Но как относиться к ее видению, он не знал. Хотя Сила в нем была велика, таланты его относились к другой плоскости. Он мог изменить ход битвы с помощью боевой медитации. Мог внушить преданность другим владыкам, ловко играя на эмоциях. Но он никогда не испытывал ничего похожего на видение, которое заставило Гитани явиться среди ночи в его шатер.
Первым побуждением было списать все на беспочвенные страхи, порожденные низким боевым духом. Прибытие подкреплений с Коррибана внушило всем надежду на быстрое окончание затянувшейся войны на Руусане. Но генерал Хот был слишком умен, чтобы позволить превосходящим силам ситхов разгромить Армию Света. Он сменил тактику — перешел к партизанским рейдам, выигрывая время для того, чтобы созвать подмогу для своего войска.

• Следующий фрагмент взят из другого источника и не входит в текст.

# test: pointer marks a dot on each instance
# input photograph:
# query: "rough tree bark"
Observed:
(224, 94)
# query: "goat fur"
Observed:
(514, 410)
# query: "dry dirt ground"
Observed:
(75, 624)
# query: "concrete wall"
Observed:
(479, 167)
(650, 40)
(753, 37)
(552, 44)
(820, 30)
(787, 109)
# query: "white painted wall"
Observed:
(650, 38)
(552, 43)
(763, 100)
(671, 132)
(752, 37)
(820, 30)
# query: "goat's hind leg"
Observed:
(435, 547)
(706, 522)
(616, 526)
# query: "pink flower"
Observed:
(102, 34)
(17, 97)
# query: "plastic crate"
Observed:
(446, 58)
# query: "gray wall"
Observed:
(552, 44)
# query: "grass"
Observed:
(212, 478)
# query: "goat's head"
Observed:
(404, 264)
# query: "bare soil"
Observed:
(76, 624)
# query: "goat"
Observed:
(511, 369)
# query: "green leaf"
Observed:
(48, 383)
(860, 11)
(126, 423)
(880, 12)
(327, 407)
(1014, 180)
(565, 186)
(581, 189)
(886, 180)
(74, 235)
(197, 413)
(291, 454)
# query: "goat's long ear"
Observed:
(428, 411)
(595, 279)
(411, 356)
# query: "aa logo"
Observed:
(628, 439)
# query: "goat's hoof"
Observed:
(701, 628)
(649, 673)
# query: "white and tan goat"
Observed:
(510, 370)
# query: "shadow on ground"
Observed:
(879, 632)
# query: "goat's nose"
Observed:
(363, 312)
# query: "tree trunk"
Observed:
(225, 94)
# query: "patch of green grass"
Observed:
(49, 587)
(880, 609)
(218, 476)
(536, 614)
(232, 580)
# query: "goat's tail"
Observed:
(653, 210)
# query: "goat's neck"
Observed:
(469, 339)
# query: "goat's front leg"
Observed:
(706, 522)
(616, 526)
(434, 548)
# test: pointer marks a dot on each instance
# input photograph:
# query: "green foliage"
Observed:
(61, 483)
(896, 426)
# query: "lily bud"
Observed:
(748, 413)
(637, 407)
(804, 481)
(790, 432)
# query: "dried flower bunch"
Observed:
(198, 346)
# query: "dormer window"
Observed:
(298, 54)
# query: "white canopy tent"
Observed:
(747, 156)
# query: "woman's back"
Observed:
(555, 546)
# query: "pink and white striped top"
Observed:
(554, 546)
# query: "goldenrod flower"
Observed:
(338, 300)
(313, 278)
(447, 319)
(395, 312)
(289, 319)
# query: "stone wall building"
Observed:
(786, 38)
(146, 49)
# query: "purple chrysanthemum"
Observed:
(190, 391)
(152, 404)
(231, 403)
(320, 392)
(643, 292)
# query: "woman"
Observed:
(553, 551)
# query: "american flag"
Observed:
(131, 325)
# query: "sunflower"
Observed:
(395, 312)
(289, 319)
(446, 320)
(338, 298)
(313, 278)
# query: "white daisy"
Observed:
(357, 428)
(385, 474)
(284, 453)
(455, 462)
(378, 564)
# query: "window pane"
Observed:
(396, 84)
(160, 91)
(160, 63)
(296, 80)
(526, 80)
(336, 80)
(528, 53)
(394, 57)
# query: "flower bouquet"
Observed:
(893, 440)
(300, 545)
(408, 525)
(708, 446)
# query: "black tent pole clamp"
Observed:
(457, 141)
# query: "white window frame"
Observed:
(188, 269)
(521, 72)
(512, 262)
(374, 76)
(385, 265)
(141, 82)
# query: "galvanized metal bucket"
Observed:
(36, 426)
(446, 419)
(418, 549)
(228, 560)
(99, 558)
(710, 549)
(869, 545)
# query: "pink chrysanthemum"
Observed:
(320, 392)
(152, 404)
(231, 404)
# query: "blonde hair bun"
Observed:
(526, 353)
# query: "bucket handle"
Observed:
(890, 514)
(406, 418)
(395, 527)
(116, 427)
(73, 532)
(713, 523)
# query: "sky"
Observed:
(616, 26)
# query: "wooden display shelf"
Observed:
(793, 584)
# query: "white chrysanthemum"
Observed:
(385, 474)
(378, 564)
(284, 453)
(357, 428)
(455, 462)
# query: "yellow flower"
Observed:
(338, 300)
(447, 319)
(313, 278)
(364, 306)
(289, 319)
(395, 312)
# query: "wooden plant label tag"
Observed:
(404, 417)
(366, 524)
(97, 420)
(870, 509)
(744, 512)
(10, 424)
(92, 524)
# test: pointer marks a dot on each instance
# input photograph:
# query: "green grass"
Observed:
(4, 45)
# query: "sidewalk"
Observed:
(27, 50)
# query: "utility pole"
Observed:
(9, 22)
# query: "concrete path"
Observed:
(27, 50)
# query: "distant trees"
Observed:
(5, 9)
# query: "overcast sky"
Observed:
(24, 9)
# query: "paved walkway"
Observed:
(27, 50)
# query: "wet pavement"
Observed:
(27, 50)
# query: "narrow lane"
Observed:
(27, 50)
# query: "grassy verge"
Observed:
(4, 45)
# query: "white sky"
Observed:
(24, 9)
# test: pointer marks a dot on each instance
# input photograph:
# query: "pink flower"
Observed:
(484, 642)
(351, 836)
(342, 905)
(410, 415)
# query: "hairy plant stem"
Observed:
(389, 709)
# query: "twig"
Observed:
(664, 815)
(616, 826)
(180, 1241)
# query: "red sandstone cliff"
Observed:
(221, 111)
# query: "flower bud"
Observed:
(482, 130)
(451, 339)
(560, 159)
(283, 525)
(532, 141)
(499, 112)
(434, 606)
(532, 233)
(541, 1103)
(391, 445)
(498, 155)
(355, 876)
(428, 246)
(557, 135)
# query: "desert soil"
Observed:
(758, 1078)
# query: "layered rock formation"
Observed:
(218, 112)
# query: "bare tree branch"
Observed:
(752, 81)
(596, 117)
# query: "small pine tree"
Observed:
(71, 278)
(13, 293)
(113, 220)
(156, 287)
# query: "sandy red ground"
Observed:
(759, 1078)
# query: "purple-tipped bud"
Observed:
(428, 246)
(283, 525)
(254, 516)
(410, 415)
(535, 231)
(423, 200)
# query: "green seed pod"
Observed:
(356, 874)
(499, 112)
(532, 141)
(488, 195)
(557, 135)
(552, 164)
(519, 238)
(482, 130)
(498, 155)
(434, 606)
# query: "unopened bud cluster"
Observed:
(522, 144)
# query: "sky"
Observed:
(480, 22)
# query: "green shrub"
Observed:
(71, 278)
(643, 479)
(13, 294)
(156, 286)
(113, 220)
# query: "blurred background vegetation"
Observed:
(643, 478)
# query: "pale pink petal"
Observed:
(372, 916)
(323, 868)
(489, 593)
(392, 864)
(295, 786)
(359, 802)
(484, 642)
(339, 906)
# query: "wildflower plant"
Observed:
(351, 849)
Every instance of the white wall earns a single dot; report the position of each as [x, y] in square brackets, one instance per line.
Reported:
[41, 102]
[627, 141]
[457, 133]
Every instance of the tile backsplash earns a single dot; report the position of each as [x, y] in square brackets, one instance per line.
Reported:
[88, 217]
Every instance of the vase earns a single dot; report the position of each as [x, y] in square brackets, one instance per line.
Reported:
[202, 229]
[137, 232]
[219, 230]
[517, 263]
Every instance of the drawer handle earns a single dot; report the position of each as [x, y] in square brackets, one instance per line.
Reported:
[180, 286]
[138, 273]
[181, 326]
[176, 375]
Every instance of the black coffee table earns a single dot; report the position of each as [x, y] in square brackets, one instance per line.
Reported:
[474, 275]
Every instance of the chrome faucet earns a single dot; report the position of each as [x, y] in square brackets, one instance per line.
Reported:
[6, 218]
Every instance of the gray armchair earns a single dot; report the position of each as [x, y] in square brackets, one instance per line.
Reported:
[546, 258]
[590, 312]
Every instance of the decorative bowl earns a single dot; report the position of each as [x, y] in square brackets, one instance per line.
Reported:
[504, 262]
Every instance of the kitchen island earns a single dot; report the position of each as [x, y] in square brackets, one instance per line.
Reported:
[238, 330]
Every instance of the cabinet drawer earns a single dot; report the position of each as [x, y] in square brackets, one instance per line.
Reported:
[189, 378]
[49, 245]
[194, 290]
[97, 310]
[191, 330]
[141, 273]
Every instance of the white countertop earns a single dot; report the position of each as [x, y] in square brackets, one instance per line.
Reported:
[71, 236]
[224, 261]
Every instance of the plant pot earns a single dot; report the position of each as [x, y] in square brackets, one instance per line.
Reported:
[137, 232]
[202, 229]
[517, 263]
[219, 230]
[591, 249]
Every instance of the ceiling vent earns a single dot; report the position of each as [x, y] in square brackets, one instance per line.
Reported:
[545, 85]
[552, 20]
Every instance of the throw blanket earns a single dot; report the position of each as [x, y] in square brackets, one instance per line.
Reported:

В результате среди ситхов нарастала тревога и смятение. Блестящая победа, которую посулил им Каан несколько недель назад, ускользала. Вместо этого им приходилось маршировать под нескончаемым дождем, пытаясь одолеть противника, который даже боя принимать не желал. Визит Гитани не стал для Каана сюрпризом. Удивительнее было то, что другие темные повелители до сих пор не явились высказать свое недовольство.